Personal anecdote - we have everything on-prem using a pretty standard vSphere setup, I've got a couple PostgreSQL databases that aren't even that heavily used (I mean, they top out around 20-40 tx/sec) backed by a hybrid Tegile array. Randomly throughout the day my IOWAIT starts spiking because even over 8Gb fiber channel our storage latency starts spiking because everything else is on the same storage (well over 200 full VM's), or sometimes I need to run a table scan over a 40GB table for a one-off query and the storage bottlenecks the crap out of us because only our small active set is cached on the SSD's.

You can run databases on remote storage, people obviously do it, but there's a reason why even on AWS the best practice is to use your instance disks instead of EBS volumes if you care about performance. Noisy neighbors suck.


I didn't consider latency spikes on slower resources like that, thanks for the examples.


because the marginal cost of hardware once the chassis is racked is trivial compared to the public cloud, which is insanely marked up for retail on exactly this concept.

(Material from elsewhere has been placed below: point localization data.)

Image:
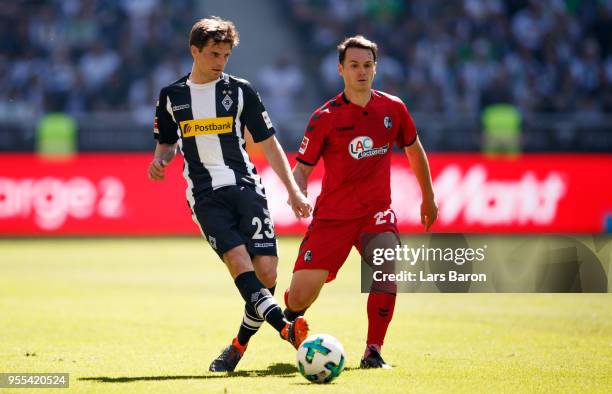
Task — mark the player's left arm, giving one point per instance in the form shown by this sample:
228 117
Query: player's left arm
278 161
420 167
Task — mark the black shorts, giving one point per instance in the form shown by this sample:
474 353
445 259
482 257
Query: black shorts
236 215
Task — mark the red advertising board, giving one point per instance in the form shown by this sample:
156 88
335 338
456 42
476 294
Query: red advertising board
109 194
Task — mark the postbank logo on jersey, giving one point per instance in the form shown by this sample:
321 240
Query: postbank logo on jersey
363 146
192 128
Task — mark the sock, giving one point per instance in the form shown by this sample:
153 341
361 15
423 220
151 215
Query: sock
250 322
380 313
289 314
254 293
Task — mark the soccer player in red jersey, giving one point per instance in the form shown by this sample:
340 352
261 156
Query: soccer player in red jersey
354 133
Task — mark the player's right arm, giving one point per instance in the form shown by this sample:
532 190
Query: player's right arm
165 132
301 172
164 153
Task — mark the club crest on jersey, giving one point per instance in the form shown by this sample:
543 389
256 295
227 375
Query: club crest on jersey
387 121
363 146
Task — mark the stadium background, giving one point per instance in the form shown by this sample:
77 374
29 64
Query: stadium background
78 84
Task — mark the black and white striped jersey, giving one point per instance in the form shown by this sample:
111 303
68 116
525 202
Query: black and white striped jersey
208 120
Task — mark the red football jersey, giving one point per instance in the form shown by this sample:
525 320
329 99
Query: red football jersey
355 143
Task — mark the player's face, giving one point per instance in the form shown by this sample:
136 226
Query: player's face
358 69
211 60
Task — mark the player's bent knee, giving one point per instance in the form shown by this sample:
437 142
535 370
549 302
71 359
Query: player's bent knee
238 260
265 266
267 276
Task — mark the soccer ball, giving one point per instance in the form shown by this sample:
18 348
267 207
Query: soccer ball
320 358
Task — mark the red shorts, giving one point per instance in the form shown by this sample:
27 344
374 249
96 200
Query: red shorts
328 242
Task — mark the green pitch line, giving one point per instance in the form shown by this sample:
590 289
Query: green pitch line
148 316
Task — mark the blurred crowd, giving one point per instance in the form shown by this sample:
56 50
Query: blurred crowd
90 55
458 56
453 57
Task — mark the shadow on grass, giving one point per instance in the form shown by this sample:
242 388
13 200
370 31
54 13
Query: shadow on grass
283 370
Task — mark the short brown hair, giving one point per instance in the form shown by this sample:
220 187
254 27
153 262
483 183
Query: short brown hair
213 28
356 42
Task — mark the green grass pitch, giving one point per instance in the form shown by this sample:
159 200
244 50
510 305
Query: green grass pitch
148 316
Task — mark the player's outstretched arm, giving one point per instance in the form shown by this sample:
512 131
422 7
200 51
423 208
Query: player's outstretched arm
164 153
278 161
420 167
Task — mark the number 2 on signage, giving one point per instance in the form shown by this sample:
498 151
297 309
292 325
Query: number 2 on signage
381 217
269 233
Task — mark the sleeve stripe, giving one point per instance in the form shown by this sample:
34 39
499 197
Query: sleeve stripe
410 143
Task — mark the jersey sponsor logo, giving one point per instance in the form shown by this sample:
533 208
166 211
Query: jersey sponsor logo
267 119
363 146
180 107
387 121
304 144
192 128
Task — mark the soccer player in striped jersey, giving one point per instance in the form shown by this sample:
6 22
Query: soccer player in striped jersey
206 114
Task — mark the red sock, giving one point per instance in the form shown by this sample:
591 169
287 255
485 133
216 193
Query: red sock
380 313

I have heard from a staffer on the GCE team that they deploy three CPU cores for every user facing core. That might have something to do with the cost.


I wonder why it is that companies like DigitalOcean and RamNode are able to provide far better performance for a fraction of the price.

GCE seems poorly engineered if the profit margins are indeed low (normal, that is).


GCE provides significantly more reliability promises to us, from the PoV of user - As far as I know, DigitalOcean and RamNode don't provide things like no-downtime host maintenance (hell, AWS doesn't provide that)

Interestingly, the "3 cores for 1 user acing one" would explain the pricing of "preemptible" instances - which can cost as little as 1/3rd of full instance. And the main difference is that they are fully rescheduled every 24h or more often, and there's no live-migration for maintenance...

… I am now wondering if GCE runs fault-tolerant VMs. Because if it does, holy moly


Except they don't. You give up reliability and uptime and not being on oversold hosts for a tiny bit more money?? So some real world benchmarks between DO and GCE. Not the same ballpark.


I'm aware of one similar company that used to fit sixty $20/mo VPS in 1U. They were working on a couple hundred in 2 or 3U when I left (harder than you'd think), but they also have a cheaper tier now because of competitors pushing VPS down. Margins on VPS, even without oversubscribing RAM, are pretty decent once you get past the capital but they are decreasing in a race to the bottom just like shared hosting before it.


Resizing a Digital Ocean VM takes me several minutes.

A GCE VM spins up in less than a minute. I've seen them come up in 20 seconds.


I am guessing having many instances helps them test their setup. And also allows for multiple environment deploys.